Et c’est cela qui a changé à propos de la jeunesse d’aujourd’hui : le temps exigé pour entrer dans l’âge adulte, dont la définition est moins claire et évidente que par le passé, est devenu beaucoup plus long. Mais cela n’a rien à voir avec un phénomène générationnel ; c’est toute la jeunesse qui ne cesse de s’allonger à l’âge moderne. Avec deux phases qui se différencient et s’étalent : la sortie de l’enfance (ou adolescence), qui est de plus en plus lente ; l’entrée dans l’âge adulte (ou jeunesse) qui est de plus en plus étirée. Ni la première expérience sexuelle (17,4 ans en moyenne et stable depuis 10 ans), ni la majorité civile et électorale (18 ans depuis 1974), ni le départ du domicile familiale (23 ans en France), ni même parfois le premier emploi (23 ans également), … ne mettent un terme à la jeunesse. L’âge adulte survient avec une expérience singulière et personnelle, qui marque, dans le récit de vie, l’entrée dans l’âge de l’autonomie et de la responsabilité : naissance du premier enfant, indépendance financière, deuil d’un parents, séjour à l’étranger … Les occasions peuvent varier pour devenir adulte, mais ce qui les caractérisent toutes est qu’elles inaugurent un nouveau regard sur la vie et une nouvelle étape de la trajectoire : après l’adolescence, l’entrée dans la « maturescence » (Claudine Attias Donfut). D’ailleurs, on parvient souvent à l’âge adulte en ayant le sentiment de ne pas l’être vraiment. « L’homme a deux vies, disait Confucius ; la seconde commence quand il s’aperçoit qu’il n’en a qu’une ». L’adulte se construit sur le syndrome de l’imposteur : intimement nous avons conscience d’être immatures, mais la responsabilité à l’égard des autres nous oblige à paraître adulte et donc aussi à l’être un peu. L’âge adulte est davantage un horizon qu’un uniforme : il désigne ce point, qui nous guide, mais qui semble s’éloigner au fur et à mesure que nous croyons nous en approcher.
D’où le fait aussi, qu’on ne sort jamais de l’âge adulte une fois qu’on y est entré.

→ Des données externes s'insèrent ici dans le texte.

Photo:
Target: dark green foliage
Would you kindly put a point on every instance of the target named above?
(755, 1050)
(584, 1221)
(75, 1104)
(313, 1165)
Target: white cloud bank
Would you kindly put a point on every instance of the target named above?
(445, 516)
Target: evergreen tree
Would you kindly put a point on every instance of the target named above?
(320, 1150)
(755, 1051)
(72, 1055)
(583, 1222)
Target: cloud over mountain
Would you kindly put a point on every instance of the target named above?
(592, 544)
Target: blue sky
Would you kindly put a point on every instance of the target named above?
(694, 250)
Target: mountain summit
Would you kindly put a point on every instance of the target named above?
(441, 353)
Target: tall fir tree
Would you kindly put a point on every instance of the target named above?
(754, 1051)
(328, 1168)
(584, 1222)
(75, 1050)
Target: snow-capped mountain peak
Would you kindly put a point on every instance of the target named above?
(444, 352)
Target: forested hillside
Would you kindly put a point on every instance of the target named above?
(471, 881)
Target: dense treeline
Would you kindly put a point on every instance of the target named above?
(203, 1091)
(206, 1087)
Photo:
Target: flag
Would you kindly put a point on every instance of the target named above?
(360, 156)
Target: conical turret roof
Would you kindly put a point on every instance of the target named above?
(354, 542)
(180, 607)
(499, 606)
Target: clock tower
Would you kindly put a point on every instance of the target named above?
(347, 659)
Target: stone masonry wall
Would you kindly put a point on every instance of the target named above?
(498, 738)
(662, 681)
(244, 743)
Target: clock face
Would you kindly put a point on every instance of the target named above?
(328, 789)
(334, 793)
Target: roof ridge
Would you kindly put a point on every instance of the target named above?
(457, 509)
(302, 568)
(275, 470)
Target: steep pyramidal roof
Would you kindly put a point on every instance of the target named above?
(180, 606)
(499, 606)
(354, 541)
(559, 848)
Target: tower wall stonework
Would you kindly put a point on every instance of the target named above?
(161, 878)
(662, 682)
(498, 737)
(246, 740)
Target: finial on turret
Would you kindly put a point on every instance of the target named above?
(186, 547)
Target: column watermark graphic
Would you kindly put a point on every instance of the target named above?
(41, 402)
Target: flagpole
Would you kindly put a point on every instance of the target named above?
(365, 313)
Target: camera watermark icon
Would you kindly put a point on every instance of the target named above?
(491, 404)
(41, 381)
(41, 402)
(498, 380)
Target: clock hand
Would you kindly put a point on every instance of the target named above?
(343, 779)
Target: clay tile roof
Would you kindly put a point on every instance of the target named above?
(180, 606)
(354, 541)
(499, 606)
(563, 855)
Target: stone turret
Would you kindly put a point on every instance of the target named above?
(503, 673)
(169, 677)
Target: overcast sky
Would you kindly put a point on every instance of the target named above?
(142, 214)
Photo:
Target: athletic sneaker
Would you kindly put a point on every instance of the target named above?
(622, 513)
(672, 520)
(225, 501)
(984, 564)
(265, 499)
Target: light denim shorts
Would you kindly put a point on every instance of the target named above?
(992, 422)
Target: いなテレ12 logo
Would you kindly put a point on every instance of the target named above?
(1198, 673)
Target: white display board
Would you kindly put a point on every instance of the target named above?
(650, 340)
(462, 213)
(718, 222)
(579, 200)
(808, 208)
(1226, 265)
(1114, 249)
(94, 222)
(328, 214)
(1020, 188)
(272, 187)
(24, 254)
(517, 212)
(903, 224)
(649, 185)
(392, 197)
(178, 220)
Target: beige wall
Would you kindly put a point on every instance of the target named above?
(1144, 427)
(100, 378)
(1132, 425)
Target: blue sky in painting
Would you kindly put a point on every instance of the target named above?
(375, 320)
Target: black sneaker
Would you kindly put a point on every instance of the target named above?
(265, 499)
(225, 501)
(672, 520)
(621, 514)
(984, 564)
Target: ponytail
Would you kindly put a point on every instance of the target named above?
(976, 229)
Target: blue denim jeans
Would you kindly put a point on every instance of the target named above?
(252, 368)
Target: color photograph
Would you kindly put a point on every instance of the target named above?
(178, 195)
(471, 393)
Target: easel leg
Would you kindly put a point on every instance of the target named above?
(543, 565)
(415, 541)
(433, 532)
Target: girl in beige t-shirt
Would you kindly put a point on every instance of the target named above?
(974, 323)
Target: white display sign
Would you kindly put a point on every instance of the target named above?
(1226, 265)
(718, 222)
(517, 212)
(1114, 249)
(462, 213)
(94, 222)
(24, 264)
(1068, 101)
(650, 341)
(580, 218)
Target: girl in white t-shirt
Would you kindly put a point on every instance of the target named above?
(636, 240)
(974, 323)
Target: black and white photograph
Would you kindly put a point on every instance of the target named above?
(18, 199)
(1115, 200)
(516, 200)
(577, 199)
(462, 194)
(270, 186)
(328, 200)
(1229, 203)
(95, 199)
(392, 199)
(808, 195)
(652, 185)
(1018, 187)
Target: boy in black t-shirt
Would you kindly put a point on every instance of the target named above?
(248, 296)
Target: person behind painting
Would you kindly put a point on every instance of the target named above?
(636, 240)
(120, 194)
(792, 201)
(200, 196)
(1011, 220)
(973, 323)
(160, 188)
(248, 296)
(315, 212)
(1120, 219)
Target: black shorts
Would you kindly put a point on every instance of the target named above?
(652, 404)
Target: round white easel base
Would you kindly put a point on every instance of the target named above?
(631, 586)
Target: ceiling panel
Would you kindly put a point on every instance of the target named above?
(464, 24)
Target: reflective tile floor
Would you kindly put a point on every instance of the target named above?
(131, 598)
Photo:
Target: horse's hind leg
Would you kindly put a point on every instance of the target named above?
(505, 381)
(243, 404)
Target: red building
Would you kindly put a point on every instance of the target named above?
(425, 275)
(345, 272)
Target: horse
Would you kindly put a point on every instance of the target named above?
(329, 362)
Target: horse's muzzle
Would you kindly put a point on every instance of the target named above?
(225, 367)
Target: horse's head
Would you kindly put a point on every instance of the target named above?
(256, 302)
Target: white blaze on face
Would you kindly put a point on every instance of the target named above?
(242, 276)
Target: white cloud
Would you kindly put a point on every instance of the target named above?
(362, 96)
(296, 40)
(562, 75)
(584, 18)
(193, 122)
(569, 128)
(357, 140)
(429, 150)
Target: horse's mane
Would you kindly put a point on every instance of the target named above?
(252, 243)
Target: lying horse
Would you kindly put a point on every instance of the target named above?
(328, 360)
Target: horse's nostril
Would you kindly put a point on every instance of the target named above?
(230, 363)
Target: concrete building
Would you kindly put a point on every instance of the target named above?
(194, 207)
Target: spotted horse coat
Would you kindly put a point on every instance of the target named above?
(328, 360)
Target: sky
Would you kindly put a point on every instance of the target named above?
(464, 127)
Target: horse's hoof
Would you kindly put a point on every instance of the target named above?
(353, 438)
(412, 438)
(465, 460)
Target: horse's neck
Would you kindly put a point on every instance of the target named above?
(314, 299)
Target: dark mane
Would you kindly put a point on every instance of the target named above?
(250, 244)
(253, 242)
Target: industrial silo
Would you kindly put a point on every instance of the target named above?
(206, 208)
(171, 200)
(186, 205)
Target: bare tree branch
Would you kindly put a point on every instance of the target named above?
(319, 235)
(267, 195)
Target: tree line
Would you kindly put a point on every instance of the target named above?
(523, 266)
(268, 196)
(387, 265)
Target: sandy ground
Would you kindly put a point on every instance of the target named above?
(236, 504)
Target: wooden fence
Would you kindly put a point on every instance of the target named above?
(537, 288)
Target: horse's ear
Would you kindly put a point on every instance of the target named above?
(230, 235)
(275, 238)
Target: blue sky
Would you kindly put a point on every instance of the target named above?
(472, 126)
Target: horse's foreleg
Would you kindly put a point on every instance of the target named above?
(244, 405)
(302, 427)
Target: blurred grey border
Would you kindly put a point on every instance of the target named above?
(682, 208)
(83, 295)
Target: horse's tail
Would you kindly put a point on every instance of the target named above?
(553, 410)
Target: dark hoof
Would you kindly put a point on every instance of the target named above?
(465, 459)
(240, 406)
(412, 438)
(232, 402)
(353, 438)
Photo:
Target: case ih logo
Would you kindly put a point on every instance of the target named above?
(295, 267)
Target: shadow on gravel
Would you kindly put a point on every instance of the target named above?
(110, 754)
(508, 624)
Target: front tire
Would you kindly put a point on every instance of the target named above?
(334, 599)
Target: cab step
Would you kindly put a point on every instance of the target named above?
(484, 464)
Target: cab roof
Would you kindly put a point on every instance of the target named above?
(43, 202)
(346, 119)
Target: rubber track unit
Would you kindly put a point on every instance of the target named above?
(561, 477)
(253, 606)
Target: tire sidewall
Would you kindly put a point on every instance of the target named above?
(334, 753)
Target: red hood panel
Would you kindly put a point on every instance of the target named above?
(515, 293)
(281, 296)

C’est pourtant ce à quoi semble nous inviter l’impératif contemporain du « Bien vieillir ». S’il est synonyme de « Rester jeune et en bonne santé ! », alors notre vieillesse est vouée au malheur. Car vieillir, par définition, ce n’est pas rester jeune et la bonne santé est peu probable à cet âge. Mais si vieillir bien, c’est « Rester adulte et en lien ! », alors tout est possible, car on peut protéger l’autonomie et lutter contre la solitude, et ce, à tout âge. Et si la sénilité nous atteint et que nous en venons à oublier nous-même que nous sommes adultes ; raison de plus pour que l’entourage affectif et médical en conserve la conviction profonde et protège, pour nous et à notre place, cet adulte qui tend à s’effacer en nous. Tout comme le parent ou l’éducateur occupe, pour l’enfant, la place de l’adulte qu’il sera demain.

On le voit, le « concept » de Génération Y révèle un profond malentendu sur l’ensemble des âges de la vie et la manière de conduire son existence du berceau à la tombe. En vérité, entre l’éloge fumeux de la jeunesse et la découverte de la vieillesse comme problème, notre époque oublie l’âge adulte qu’elle ne sait plus définir. Et il faut reconnaître que l’observation tétanisée des progrès technologiques contribue beaucoup à cet aveuglement. Car nous vivons en régime de révolution permanente avec un pratique frénétique de l’obsolescence. A peine formé, un adulte serait donc déjà dépassé, vieux, mort. On disait jadis (avant que les femmes le soient devenues) que l’adulte était « l’homme fait » : il faudrait ajouter aujourd’hui « fait comme un rat ».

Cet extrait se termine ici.